Lela Rose stayed true to form with a fall collection centered on filmy evening gowns and airy cocktail dresses printed with the imagery of artist Gerhard Richter. “His hazy, obscure photo-realism paintings inspired me. I tried to achieve that in different fabrics by veiling them in light dip dye. He used to scrape his canvases so we took the same tools he used to make our prints,” said the designer backstage. The effect? Covetable cocktail attire like embroidered frocks with peplum skirts, brocade sheaths, and a standout organza dress with a dip dyed feather skirt and veiled shoulder. The less formal nightwear mixed harmoniously with the accessible evening gowns reminding us of Rose’s true calling. Saccharine separates, on point for work or play, rounded out the runway in a palette brimming with metallic, black, forest green, sapphire, camel, juniper, and blush.
Behnaz Sarafpour showcased her fall collection in The Box February 13 with twenty tightly edited looks in black, gray, charcoal, and crème. The sculptural presentation was inspired by Sarafpour’s love of Brancusi art, which began during her schooldays at Parsons. Daywear featured slim leather and knit ankle trousers, wool crepe trenches, and knit capelet jackets. For eveningwear, the designer constructed toe-grazing georgette gowns worn with pointy black patent pumps thanks to Manolo Blahnik for Behnaz Sarafpour. The ensemble du jour had to be her black sequined maxi skirt with a cream blouse, and black handknit capelet. Stunning in its simplicity—just like the rest of the collection.

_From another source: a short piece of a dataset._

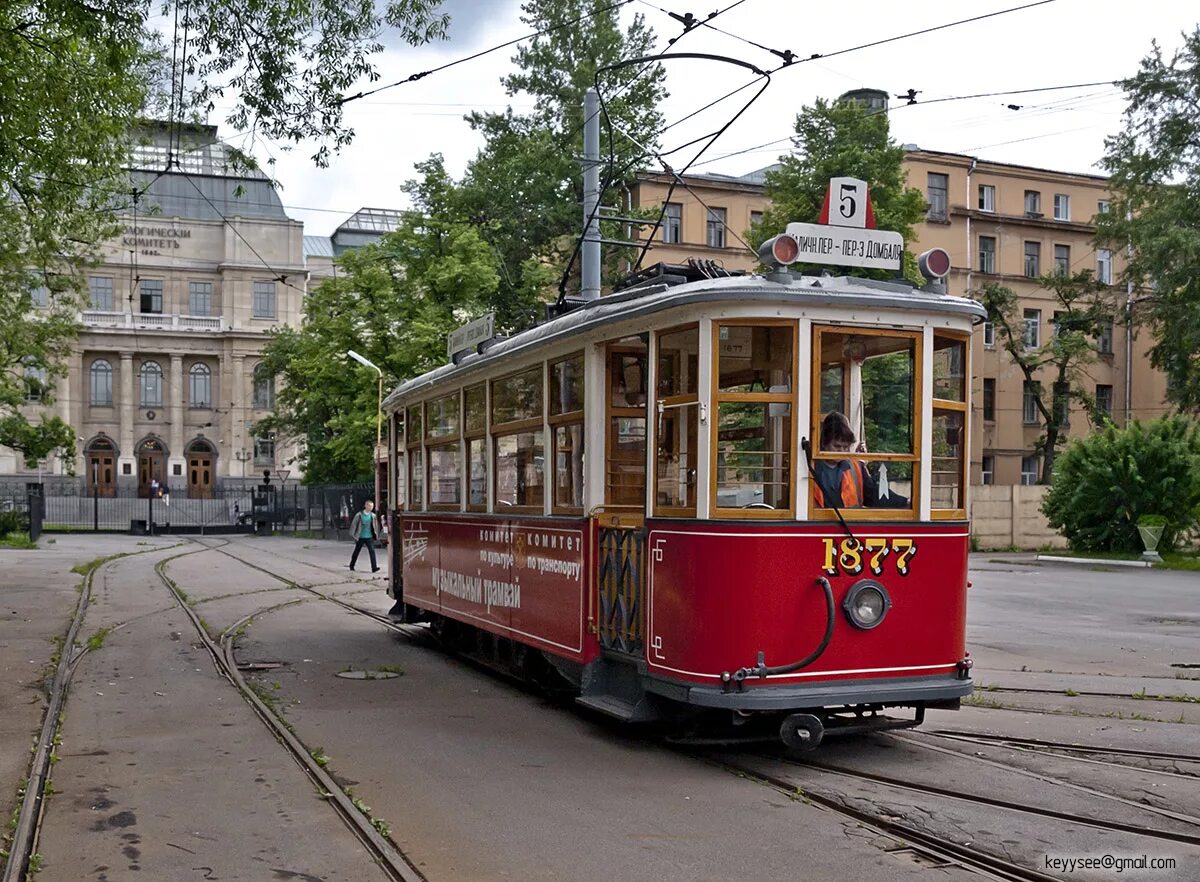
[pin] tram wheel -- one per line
(802, 731)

“New York has always been and will always be my muse,” declared Donna Karan. For DKNY ‘11, the designer penned a love letter to her New York mods with a collection comprised of city sleek separates in an urban color palette of black, cream, navy, and gray with pops of lipstick red, foundation blush, henna, and tangella. “This is for the girl who’s going to work and being responsible but she’s also going out at night. It’s not just about work or play—it’s a combination of both for the working woman,” remarked Karan. Case in point: a lovely shearling coat layered over a knit biker jacket and skinny zipper pants or a georgette pleated colorblock mini dress that could be worn with or without the collarless crepe shirt. Outerwear stole the show with reworked classics, in particular a cropped knit puffer and a “cape coat” worn nonchalantly over the shoulders. “The cape is my favorite!” Karan revealed. “That’s why it’s in black. I only wear black.”
Suzanne Rae takes us back in time with a Victorian grunge-inspired collection for fall 2011. The Brooklyn-based designer, and Parson's alumnus, is slowly making her mark on the industry with street designs that are both feminine and feminist. Staging her presentation at Lincoln Center’s penthouse, Rae utilized the space to showcase her 28 rotating ensembles and a live concert by New York pop rock band, Mother Feather. The Victorian Gibson girl was transported into the 90’s with flannel jumpsuits and hemp crop tops worn with high-waist stirrup pants and gold oxfords. A color palette of black, brown, gray, and cream kept the line warm and sophisticated while lace, flannel, and plaid added just the right amount of texture. Take note, this is one designer to keep an eye on.
Timo Weiland “We were thinking of Gloria Vanderbilt taking a fictional trip to India in the 1960’s with Keith Richards,” said Alan Eckstein of Timo Weiland’s fall inspiration. Eckstein and Weiland explored their socialite-meets-rocker theme in handmade jacquard cut to cropped coats, biker jackets, and a lovely tiered tank dress for women. A Himalayan landscape print brought the adventure to life in a wide lapel womenswear coat, a long scalloped shift dress, and a high-waisted ruffle skirt. The rock-chic sensibility was evident on the menswear side too with reversible polka dot-to-stripes button-downs, casual colorblock Angora sweaters, and slim 5-pocket jeans in plaid, camel, navy, and royal blue. The verdict: Not too chichi, not too down and dirty. A sensible, day-to-night showing.